On the plus side, those of us who aren’t child prodigies can take comfort in the fact those who are will go nuts, most likely by the time they’re my age. They’ll turn into those wacky old professors we had in college that can’t find their way out of a room. I had a history professor who could have given you a day-by-day account of absolutely every tactical maneuver of the Franco-Prussian war, but couldn’t operate the same overhead projector he had been using for thirty years. Couldn’t turn it on, couldn’t make it focus, couldn’t point it at the screen. Every day he’d spend ten minutes just trying to figure it out. I suppose we students could have helped him, but then he’d just start talking about the Franco-Prussian war, which we really didn’t give a crap about; we just took the class to watch him fool with the projector.

Granted, some of these kids are missing out on major portions of life. Stealing your first beer, stealing your first car, pretending your parents are monstrously uncool people who are out solely for the purpose of ruining your life, and putting on false airs of alienation and solitude – these are what make up adolescence. A 14-year old at Union College said frat parties would be "an anthropological exhibition where one is as Jane Goodall among the apes." That may be true, provided the apes repeatedly asked Dr. Goodall what her major was, if she lived around here, and if her father was a thief because he stole the stars and put them in her eyes. Frankly, I give the apes more credit than that. I’ll bet the kid would change his tune about frat parties pretty quick after a couple of keg stands and two or three co-eds.

I’m not too unhappy about not being a child prodigy, but I’m still bummed about the 26-year-old Congressman. Putnam was elected to the Florida House of Representatives when he was 22. When I was 22 I was in my fifth year of college and guzzling warm Narragansett through a funnel. Perhaps that’s why I’m not a Congressman today (though it didn’t seem to hurt Dick Armey).

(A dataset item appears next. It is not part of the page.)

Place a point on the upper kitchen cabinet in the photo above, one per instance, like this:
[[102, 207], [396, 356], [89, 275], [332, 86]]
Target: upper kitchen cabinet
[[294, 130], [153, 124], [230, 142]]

But there are downsides, of course. Putnam stands about 5’4” and weighs about as much as a bottle of Evian. He definitely strikes me as the type of kid that either got picked last for everything or didn’t get picked at all. More than likely they used his bruised and battered carcass for home plate, or other such psychological tortures that lead one to become introverted and freaky, then eventually a Republican. I’m sure he doesn’t leave work at 4:45 like I do, take two-hour lunches and “relaxation breaks” like I do, or steal office supplies with the alarming rapidity that I do. And I’m sure other Congressmen can’t take him too seriously -- most Congressional offices have interns older than him. When he says things like “Passage of this Budget Conference Committee Report will be another step in my efforts to put taxpayers first,” other Congressmen want to tell him to suck his pacifier and shut the hell up. That’s what I told him, and he sure didn’t react like it was the first time he’d heard it.

So I guess I’ll have to resign myself to the fact that I’m going to live a normal life of quiet desperation, one with neither the dizzying highs of being a junior Congressman, or the dizzying lows of being the fall guy for some S & L scandal perpetrated by those on my Committee. But dammit, I’ll have my dignity, or something very similar to it.